How accuracy is enforced
Accuracy is maintained at three stages: at collection (by prescribing queries and restricting sources), at extraction (by validating every output against a structured schema), and at merge (by normalizing, deduplicating, and renumbering references into a single consolidated profile). The guardrails that operate across these stages are:
- No speculation rule. If a data point cannot be verified after a thorough search, the output will say "Not found." Speculation, estimation, and inference are prohibited.
- Citation on every statement. Every factual claim carries a numeric reference tied to a citations list. Uncited statements are rejected at validation, meaning every finding can be traced back to a primary source.
- Domain-restricted searches. Key searches are pinned to authoritative domains — ClinicalTrials.gov, FDA.gov, EMA, PubMed, USPTO, EPO, and others — so results cannot drift toward lower-quality secondary sources.
- Official source hierarchy. When sources conflict, a defined hierarchy is applied. Milestones without a verifiable dated source are excluded entirely.

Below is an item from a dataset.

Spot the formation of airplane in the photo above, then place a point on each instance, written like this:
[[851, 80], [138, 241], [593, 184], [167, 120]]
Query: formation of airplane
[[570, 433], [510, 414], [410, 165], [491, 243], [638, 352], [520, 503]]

- Structured extraction fields. Clinical trial data must report a defined set of fields: NCT number, design, blinding, control, sample size, dosing, endpoints, statistical results, adverse events, and dates. Ad-hoc narrative without structure is not accepted.
- URL normalization & deduplication. At merge, all reference URLs are normalized and deduplicated to prevent the same primary source from being counted as multiple distinct references, keeping the citation list clean.
- Clickable source links. Every reference is a live URL. Any fact in a competitive profile can be traced back to its primary source in one click — no dead links, no unverifiable claims.
What the guardrails prevent
The combination of these controls is designed to protect against four specific failure modes that commonly affect AI-generated competitive intelligence:
- Fabrication. The no-speculation rule and mandatory citation make unsourced claims structurally impossible to produce.
- Stale data. The 12-month milestones window and content-freshness re-search catch events published after initial profile generation.
- Drift between sections. Cross-section QA checks verify that NCT numbers, patent expiries, and development phases are consistent across Clinical, Regulatory, Milestones, and IP sections.
- Broken provenance. The pre-merge references check aborts the process rather than silently dropping citations, ensuring every profile ships with a complete, traceable source list.